Une vraie critique du film
N’y allons pas par quatre chemins : Superman Returns est une merde. Aussi bien le film que le jeu, il s’agit de deux déceptions. La première parce qu’on pensait que Bryan Singer nous offrirait un film à la hauteur du premier réalisé par Richard Donner et la deuxième parce qu’on pensait vraiment avoir l’occasion de se prendre pour le superhéros invincible. Au final, on se retrouve complètement trompés par la marchandise, et on se fait chier dans les deux cas. Superman Returns le jeu, est néanmoins plus intéressant, non pas qu’il soit agréable d’y jouer (loin de là), mais tout simplement parce qu’il constitue sans doute la meilleure critique du film. Une critique corrosive et implacable. Et comme argument, prenons l’intrigue du jeu qui n’a absolument aucun rapport avec celle du film. Rien de ce que vous avez vu dans le film est dans le jeu, et rien de ce que vous avez vu dans le jeu n’est dans le film. Il faut dire qu’il aurait bien été difficile d’adapter un scénario aussi plat dans lequel il ne se passe ABSOLUMENT rien. Aussi, on ne peut que comprendre les développeurs d’avoir opté pour une création originale de l’histoire. Bien qu’ici le mot original ne soit pas vraiment adapté…

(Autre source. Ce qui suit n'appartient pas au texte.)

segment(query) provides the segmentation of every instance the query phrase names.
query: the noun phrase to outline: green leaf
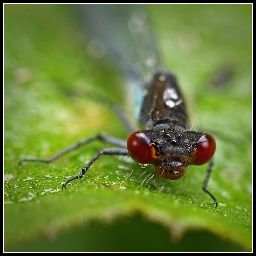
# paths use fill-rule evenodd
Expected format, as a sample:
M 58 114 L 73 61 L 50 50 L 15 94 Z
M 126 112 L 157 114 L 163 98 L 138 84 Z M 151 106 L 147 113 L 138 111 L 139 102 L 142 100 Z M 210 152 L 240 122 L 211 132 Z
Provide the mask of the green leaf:
M 4 251 L 251 251 L 252 5 L 145 6 L 193 127 L 215 138 L 207 188 L 217 208 L 202 189 L 206 165 L 169 181 L 129 158 L 102 156 L 62 191 L 110 146 L 99 142 L 49 164 L 18 165 L 102 131 L 127 138 L 95 99 L 121 105 L 125 81 L 87 55 L 73 7 L 4 5 Z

En bref, ici vous devrez affronter des ennemis issus des comics ou bien parfois crées spécialement pour le jeu. Le tout est divisé en plusieurs chapitres, eux-mêmes composés de missions sans aucun intérêts, toutes identiques dans le fonctionnement, et totalement linéaire. Donc on se fait chier, d’autant que les mini-intrigues se résument à sauver purement et simplement Metropolis et rien d’autre. Aucuns rebondissements, aucune trouvaille, rien. Superman Returns c’est avant tout du vide, du vide intersidéral. Jor-El si tu nous regardes, pardonnes-leur d’avoir autant maltraité ton fils et pardonnes-nous de nous en être moqués.
Mais c’est quoi cette merde ?
Je crois avoir déjà dévoilé les 75% du jeu, je ne rigole pas. Je me contenterai donc de vous rajouter quelques mots sur le gameplay et sur l’aspect technique. Rien de bien original non plus à ce niveau là, si ce n’est peut-être d’avoir supprimé la barre de vie de Superman – l’une des rares bonnes idées du jeu, mais complètement sous-exploitée – remplacée par la barre de santé de la ville. Autrement dit, plus Metropolis subira de dégâts, plus sa santé diminuera et bien évidemment lorsque la jauge sera vide vous obtiendrez un joli Game Over. En ce qui concerne les commandes, on fait dans le classique, avec la quasi-totalité des pouvoirs de Superman disponibles à volonté, mais le cheminement du jeu vous imposera très vite, de par sa lourdeur, d’opter pour une seule manière de combattre. Donc au final, c’est très redondant et n’offre aucun intérêt si ce n’est peut-être aux très très gros fan du héros. On notera néanmoins, des effets de vitesse assez sympa lorsque l’on s’envole. Dommage, encore une fois, que notre champ d’action se limite à la seule ville. On aurait bien aimé pouvoir percé l’atmosphère afin de rejoindre l’espace. En gros, il y avait plein de choses intéressantes à développé ici, mais cela aurait demandé beaucoup de travail, du temps et surtout du talent. On se contentera donc d’une progression à la GTA, comme celle que l’on a pu voir dans l’adaptation de Spiderman 2, c’est à dire que des icônes apparaîssent dans la ville pour vous signaler un événement (incendies, ennemis, etc). Mais bien sûr ça ne va pas plus loin que ça.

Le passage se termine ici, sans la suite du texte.